Slovaquie : Plus de 200 ours abattus cette année, tensions avec les défenseurs de l’environnement
Bratislava, Slovaquie – une campagne controversée de gestion de la population d’ours bruns en Slovaquie a abouti à l’abattage de plus de 200 individus cette année, suscitant l’indignation des organisations de protection de la nature. Selon des chiffres officiels, 95 ours ont été abattus par les équipes d’intervention et 106 par des chasseurs autorisés par le ministère de l’Environnement.
Les autorités slovaques justifient ces mesures par la nécessité de protéger les populations locales. Roman Fajth, directeur national de la protection de la nature, a précisé que la grande majorité des ours abattus avaient été identifiés comme des individus revenant fréquemment dans les zones urbaines, malgré des tentatives de les éloigner. 30 ours sont également morts dans des accidents de la route, tandis que d’autres ont été victimes de braconnage. Trois oursons ont été capturés et placés dans des zoos.
Malgré ce nombre vital d’individus éliminés, les autorités slovaques affirment que la population d’ours bruns ne sera pas affectée négativement et que la diversité génétique sera préservée.
La situation a engendré des tensions internationales. greenpeace Pologne a déposé une plainte auprès de la Commission européenne,accusant la Slovaquie de chasse illégale d’ours bruns. L’organisation environnementale craint que les abattages, souvent pratiqués près de la frontière polonaise, ne menacent la population d’ours bruns, espèce strictement protégée en Pologne. Le vice-ministre slovaque de l’Environnement, filip Kuffa, a minimisé ces inquiétudes, affirmant que seuls deux individus concernaient la zone frontalière.

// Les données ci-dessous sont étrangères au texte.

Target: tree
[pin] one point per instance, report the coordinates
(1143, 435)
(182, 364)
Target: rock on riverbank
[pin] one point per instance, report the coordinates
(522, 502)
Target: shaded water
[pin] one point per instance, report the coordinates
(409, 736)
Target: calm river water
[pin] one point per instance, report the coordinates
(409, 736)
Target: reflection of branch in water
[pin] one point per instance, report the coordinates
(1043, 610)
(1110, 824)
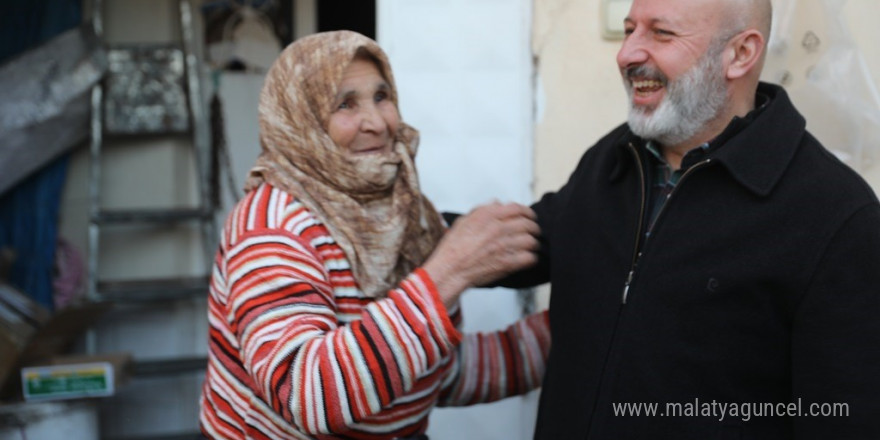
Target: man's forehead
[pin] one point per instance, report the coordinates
(675, 12)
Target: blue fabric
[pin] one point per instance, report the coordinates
(27, 23)
(29, 211)
(29, 225)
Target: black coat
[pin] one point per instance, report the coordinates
(760, 283)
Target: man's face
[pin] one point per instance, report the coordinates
(672, 69)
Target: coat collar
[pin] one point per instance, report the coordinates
(758, 154)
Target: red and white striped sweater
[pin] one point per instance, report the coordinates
(298, 352)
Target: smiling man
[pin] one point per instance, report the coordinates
(715, 270)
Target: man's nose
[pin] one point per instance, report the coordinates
(633, 52)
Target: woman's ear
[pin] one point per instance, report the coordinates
(745, 51)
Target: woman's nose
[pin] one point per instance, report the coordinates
(371, 119)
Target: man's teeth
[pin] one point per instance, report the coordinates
(647, 84)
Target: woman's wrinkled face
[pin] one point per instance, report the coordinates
(364, 119)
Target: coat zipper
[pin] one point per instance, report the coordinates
(635, 258)
(636, 254)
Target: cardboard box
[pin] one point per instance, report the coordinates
(32, 336)
(74, 377)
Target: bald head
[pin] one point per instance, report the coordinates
(739, 15)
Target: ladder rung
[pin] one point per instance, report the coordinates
(153, 290)
(179, 436)
(151, 215)
(167, 367)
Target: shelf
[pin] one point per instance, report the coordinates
(150, 216)
(168, 367)
(152, 290)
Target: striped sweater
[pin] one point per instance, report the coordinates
(298, 352)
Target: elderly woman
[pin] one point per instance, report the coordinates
(333, 304)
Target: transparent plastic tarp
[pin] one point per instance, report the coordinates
(45, 102)
(812, 54)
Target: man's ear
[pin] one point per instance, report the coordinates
(744, 53)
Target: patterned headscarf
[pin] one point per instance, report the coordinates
(371, 204)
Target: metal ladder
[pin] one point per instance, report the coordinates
(156, 289)
(154, 292)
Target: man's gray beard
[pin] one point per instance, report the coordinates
(690, 102)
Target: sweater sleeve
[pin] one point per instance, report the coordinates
(318, 375)
(492, 366)
(836, 337)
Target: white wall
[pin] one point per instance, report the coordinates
(464, 72)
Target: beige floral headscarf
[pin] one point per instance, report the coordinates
(371, 204)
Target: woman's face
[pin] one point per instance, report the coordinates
(364, 120)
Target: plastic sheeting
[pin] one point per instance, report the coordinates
(812, 54)
(45, 102)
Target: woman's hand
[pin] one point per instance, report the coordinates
(490, 242)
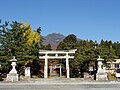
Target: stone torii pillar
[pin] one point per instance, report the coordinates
(46, 66)
(67, 66)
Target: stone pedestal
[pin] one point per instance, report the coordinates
(101, 74)
(13, 76)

Contexte : La cohabitation homme-faune sauvage en europe
La gestion des populations d’ours bruns en Europe est un sujet complexe, souvent au cœur de débats passionnés. L’augmentation progressive des populations d’ours, conséquence des efforts de conservation réussis, conduit à une recrudescence des rencontres avec les humains, notamment dans les zones rurales et périurbaines. Ces rencontres peuvent entraîner des dégâts matériels, des incidents de sécurité et, dans de rares cas, des attaques.
Les stratégies de gestion varient considérablement d’un pays à l’autre, allant de la prévention et de la sensibilisation à la translocation des animaux problématiques, en passant par le contrôle des populations par la chasse.La slovaquie, comme d’autres pays d’europe centrale et orientale, a opté pour une approche plus interventionniste, suscitant la critique des organisations de protection de la nature qui prônent des solutions non létales et une meilleure cohabitation entre l’homme et la faune sauvage. Le débat sur la meilleure façon de concilier conservation et sécurité publique reste ouvert et promet d’être au centre des préoccupations environnementales dans les années à venir.